Melanoma therefore became the epidemic of the 20th century. Since it is the most lethal form of skin cancer, and effective therapy was lacking during the century, melanoma had been described as "the ticking time bomb".  Many people are not aware that sun exposure without protection can bring them the danger of melanoma, and some of them did not understand that they belong to high-risk group of getting this deadly disease. 

Reference

  • Chang, Caroline, et al. "More Skin, More Sun, More Tan, More Melanoma." American Journal of Public Health, vol. 104, no. 11, 2014. doi:10.2105/AJPH.2014.302185.
  • Gershenwald, Jeffrey E., and Richard A. Scolyer, et al. "Melanoma Staging: Evidence-Based Changes in the American Joint Committee on Cancer Eighth Edition Cancer Staging Manual." CA: A Cancer Journal for Clinicians, vol. 67, no. 6, 2017, pp. 472–492. doi:10.3322/caac.21409.
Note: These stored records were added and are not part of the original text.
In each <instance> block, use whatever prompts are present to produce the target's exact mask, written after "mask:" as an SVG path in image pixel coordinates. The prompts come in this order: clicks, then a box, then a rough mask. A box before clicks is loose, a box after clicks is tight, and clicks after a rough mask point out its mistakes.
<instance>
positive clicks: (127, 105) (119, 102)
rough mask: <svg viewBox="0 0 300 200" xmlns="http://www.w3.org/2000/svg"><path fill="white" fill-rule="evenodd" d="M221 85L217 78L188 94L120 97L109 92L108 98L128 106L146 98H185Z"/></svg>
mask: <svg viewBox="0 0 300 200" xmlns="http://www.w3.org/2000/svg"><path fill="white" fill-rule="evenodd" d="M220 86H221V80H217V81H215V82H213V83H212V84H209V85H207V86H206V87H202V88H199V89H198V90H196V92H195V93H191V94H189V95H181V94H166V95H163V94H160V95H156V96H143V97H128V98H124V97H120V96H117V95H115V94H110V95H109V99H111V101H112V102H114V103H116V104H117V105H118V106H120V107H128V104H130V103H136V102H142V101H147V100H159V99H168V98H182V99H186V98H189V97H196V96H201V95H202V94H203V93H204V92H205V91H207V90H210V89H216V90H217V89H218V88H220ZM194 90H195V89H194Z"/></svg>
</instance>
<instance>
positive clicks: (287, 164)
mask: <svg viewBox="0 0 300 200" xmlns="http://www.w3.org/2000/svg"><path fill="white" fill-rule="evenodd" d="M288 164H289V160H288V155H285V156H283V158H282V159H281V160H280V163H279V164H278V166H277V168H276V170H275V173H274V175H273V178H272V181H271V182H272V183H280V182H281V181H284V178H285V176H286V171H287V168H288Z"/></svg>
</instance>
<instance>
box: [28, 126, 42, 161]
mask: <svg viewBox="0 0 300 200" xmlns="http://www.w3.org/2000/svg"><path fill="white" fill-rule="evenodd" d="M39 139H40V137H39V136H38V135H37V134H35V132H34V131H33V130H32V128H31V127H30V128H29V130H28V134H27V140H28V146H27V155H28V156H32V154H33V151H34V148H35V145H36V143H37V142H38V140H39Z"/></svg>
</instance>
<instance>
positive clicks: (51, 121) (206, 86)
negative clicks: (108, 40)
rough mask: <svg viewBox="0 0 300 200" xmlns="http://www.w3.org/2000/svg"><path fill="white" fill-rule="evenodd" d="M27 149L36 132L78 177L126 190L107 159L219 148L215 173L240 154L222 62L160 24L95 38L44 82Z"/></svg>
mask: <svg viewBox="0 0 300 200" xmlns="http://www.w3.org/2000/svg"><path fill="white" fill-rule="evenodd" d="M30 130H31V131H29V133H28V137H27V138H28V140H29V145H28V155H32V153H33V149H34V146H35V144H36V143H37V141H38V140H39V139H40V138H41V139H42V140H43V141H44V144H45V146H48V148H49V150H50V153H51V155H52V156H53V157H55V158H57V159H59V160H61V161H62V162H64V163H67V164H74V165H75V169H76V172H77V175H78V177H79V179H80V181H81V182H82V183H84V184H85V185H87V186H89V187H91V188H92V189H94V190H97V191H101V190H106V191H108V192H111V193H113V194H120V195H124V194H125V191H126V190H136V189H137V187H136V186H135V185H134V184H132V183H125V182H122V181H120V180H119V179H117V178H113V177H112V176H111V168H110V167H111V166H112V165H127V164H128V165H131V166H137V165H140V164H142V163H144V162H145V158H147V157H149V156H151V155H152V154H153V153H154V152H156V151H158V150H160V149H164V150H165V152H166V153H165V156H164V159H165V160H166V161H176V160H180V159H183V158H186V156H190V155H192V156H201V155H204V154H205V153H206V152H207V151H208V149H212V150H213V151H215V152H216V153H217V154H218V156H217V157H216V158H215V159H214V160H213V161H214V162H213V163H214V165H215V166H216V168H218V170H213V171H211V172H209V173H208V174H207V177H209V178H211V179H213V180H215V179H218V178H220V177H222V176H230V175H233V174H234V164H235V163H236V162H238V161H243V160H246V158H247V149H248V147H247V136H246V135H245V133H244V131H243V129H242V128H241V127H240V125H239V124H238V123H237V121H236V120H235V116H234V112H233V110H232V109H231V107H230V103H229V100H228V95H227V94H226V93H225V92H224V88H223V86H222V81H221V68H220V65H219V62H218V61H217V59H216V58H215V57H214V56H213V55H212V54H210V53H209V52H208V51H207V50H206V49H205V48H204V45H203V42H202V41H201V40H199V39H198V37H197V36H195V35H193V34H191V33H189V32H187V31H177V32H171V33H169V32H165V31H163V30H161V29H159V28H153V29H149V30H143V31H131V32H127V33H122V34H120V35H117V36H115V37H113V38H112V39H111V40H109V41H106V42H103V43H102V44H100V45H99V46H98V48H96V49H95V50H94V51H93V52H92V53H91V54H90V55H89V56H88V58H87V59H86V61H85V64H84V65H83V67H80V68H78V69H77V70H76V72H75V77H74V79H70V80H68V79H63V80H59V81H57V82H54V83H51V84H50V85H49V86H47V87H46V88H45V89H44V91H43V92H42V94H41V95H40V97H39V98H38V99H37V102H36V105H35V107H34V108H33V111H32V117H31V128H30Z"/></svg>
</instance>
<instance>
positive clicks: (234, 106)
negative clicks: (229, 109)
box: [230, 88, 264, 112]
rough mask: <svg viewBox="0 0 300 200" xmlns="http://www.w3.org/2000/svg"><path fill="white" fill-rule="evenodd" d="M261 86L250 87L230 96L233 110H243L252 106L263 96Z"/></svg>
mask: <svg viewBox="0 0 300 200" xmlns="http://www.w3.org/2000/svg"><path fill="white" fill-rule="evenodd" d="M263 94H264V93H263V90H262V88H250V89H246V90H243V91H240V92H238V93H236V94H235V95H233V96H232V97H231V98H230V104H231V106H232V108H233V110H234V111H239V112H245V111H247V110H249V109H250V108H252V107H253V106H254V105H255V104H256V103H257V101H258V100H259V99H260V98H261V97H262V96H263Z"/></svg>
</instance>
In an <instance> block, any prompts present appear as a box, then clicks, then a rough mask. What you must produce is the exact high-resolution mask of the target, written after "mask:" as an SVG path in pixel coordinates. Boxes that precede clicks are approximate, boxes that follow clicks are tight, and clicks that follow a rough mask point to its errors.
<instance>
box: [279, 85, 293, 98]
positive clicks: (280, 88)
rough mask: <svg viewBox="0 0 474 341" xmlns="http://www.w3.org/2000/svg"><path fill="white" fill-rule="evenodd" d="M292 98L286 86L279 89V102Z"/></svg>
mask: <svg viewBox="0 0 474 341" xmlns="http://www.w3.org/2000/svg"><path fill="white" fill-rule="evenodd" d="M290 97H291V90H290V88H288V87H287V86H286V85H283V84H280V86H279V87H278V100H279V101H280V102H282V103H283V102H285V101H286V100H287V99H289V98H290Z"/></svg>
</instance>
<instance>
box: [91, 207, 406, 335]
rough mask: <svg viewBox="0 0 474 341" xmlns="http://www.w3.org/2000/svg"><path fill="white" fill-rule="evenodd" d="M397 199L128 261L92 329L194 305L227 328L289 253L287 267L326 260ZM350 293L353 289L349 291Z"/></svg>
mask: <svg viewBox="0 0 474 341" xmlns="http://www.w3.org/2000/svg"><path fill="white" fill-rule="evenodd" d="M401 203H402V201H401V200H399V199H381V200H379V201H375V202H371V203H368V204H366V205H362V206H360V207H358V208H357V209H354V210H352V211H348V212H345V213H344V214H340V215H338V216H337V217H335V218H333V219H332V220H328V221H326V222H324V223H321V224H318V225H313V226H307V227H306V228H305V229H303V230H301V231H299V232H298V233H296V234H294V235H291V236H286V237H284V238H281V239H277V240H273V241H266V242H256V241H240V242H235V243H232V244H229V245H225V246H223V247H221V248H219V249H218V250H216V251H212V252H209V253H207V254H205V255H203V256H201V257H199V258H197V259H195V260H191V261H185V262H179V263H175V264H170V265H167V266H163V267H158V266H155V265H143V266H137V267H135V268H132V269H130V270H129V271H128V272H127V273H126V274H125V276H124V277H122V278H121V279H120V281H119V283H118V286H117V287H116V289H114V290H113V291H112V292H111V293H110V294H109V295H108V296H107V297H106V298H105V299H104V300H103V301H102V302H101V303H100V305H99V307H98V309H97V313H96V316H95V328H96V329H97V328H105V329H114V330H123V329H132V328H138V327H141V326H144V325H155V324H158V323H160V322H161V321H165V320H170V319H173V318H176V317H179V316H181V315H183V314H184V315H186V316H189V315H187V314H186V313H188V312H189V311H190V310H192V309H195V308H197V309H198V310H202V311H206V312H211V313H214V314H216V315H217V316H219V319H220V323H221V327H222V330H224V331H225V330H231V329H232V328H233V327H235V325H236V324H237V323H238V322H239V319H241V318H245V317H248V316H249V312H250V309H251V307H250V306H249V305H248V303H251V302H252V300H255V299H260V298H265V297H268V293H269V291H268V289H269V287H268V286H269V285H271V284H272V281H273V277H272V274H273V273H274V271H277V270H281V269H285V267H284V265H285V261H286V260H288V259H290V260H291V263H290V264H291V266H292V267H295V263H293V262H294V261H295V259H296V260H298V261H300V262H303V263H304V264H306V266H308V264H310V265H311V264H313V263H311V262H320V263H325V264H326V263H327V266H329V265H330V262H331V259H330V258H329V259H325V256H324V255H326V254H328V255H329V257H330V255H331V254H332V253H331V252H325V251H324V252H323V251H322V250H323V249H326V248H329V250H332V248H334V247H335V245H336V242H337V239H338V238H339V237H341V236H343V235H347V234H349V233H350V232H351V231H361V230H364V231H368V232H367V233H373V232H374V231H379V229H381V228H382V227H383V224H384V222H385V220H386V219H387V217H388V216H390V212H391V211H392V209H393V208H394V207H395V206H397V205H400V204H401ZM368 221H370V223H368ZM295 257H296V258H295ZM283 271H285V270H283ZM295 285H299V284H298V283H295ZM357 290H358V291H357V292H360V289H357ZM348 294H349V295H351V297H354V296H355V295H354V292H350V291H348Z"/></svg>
  • Rastrelli, Marco, et al. "Melanoma: Epidemiology, Risk Factors, Pathogenesis, Diagnosis and Classification." In Vivo, vol. 28, no. 6, 2014, pp. 1005–1011. pubmed.ncbi.nlm.nih.gov/25398793.
  • Cancer Australia. "Melanoma of the Skin Statistics." Cancer Australia, 2024, www.canceraustralia.gov.au/cancer-types/melanoma-skin/melanoma-skin-statistics.
  • Sneyd, Mary Jane, and Braeden Cox. "A Comparison of Trends in Melanoma Mortality in New Zealand and Australia: The Two Countries with the Highest Melanoma Incidence and Mortality in the World." BMC Cancer, vol. 13, 2013, p. 372. doi:10.1186/1471-2407-13-372.